EU Parliamentary Research Service calls VPNs "a loophole that needs closing"

Scope and accuracy of the “EU vs VPNs” claim

  • Several commenters note the headline is misleading.
  • The cited document is from the European Parliamentary Research Service (an advisory unit), not a law or formal EU position.
  • The “VPNs are a loophole that needs closing” phrasing is reported as something “some argue,” specifically a UK Children’s Commissioner, not an EU institution.
  • Others counter that, taken together with many similar texts and proposals, it still signals real political appetite to regulate VPNs and age-gate the internet.

Age verification, children’s safety, and responsibility

  • Strong opposition to mandatory age verification: described as censorship, surveillance, and a path to “digital fascism,” with limited effectiveness (kids using parents’ devices, VPNs, etc.).
  • Some argue protecting children from porn, self‑harm content, and social‑media harms is a legitimate goal and widely popular in opinion polls.
  • Disagreement on responsibility:
    • One side says parents should handle controls; governments forcing ID checks is overreach.
    • Others reply that the internet’s “default-open” design and social pressure to be online make purely parental solutions unrealistic.
  • Porn’s harms are debated: some cite addiction and grooming; others say “porn addiction” evidence is weak and moral guilt is a confounder.

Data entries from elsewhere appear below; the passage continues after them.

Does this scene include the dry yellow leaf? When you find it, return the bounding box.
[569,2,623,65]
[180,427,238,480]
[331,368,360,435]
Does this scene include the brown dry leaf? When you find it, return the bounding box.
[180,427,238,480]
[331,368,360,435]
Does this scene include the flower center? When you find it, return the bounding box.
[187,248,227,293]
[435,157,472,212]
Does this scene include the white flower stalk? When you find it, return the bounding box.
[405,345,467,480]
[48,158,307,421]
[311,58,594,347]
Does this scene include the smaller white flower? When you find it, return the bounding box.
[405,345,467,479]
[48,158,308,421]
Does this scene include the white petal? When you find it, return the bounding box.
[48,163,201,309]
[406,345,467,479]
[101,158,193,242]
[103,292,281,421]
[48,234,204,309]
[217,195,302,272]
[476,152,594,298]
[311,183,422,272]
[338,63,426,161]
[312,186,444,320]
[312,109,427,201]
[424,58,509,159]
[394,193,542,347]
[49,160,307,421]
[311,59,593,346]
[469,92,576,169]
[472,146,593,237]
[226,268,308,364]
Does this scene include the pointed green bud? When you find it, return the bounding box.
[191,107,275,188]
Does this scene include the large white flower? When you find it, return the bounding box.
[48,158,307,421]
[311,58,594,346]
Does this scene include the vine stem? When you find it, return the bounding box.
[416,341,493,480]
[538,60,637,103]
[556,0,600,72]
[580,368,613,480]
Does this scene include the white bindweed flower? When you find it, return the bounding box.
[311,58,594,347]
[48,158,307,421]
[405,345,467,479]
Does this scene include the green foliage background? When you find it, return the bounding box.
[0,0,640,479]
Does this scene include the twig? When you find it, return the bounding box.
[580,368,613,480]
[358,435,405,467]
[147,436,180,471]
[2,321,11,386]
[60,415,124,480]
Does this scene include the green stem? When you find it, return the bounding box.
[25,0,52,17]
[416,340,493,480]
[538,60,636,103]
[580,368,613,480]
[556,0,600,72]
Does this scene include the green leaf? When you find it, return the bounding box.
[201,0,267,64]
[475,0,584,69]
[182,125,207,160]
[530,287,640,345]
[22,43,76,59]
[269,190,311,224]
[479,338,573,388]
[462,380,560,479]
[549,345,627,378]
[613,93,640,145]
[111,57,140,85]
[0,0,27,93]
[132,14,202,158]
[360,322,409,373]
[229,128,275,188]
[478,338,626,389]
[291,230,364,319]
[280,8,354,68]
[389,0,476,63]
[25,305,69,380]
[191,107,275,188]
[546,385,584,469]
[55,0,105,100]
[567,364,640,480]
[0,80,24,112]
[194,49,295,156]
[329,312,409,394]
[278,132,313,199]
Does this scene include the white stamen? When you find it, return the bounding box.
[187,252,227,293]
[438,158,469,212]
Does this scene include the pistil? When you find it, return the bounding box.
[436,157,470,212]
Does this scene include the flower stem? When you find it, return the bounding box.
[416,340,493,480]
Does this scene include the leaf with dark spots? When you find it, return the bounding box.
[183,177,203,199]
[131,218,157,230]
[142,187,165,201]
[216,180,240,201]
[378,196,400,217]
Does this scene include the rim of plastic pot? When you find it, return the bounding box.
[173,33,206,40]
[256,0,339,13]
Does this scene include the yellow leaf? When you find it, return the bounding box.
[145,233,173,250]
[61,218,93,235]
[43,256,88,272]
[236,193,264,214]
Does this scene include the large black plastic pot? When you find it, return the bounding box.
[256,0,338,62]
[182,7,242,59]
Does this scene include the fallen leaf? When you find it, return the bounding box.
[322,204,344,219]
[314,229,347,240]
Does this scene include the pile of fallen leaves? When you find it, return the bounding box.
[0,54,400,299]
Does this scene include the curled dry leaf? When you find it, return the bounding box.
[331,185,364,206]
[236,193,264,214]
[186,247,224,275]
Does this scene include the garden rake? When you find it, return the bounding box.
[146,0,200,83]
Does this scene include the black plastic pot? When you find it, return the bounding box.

Privacy-preserving age verification

  • Technically, several argue age checks can be done without identity disclosure, via:
    • Zero-knowledge proofs and “double‑blind” systems (site only learns age status; verifier doesn’t see which site).
    • EU digital identity wallets, national eID smart cards, and similar schemes.
  • Critics worry that:
    • Device attestation via Apple/Google further entrenches their power.
    • Even privacy‑preserving schemes normalize age‑gating and can later be coupled with identity or criminal liability by a small legal change.

Motives and comparisons

  • Many insist the child-safety framing is a pretext for broader goals: mass surveillance, control over speech, and protecting commercial interests (e.g., sports streaming, ad tech).
  • Historical parallels are drawn to China, Russia, and Turkey, where “protecting children” or similar rhetoric preceded wider censorship and VPN crackdowns.
  • Others say EU Parliament and courts have also blocked invasive measures and that lumping “the EU” together ignores internal institutional conflicts.

Broader governance and regulation themes

  • Debate over whether increasing regulation (on tax, identity, corporate transparency, tech) primarily restrains powerful actors or burdens ordinary citizens and small businesses.
  • Some see an overall trend toward shrinking online anonymity, combining age checks, encryption limits, client-side scanning, and VPN restrictions.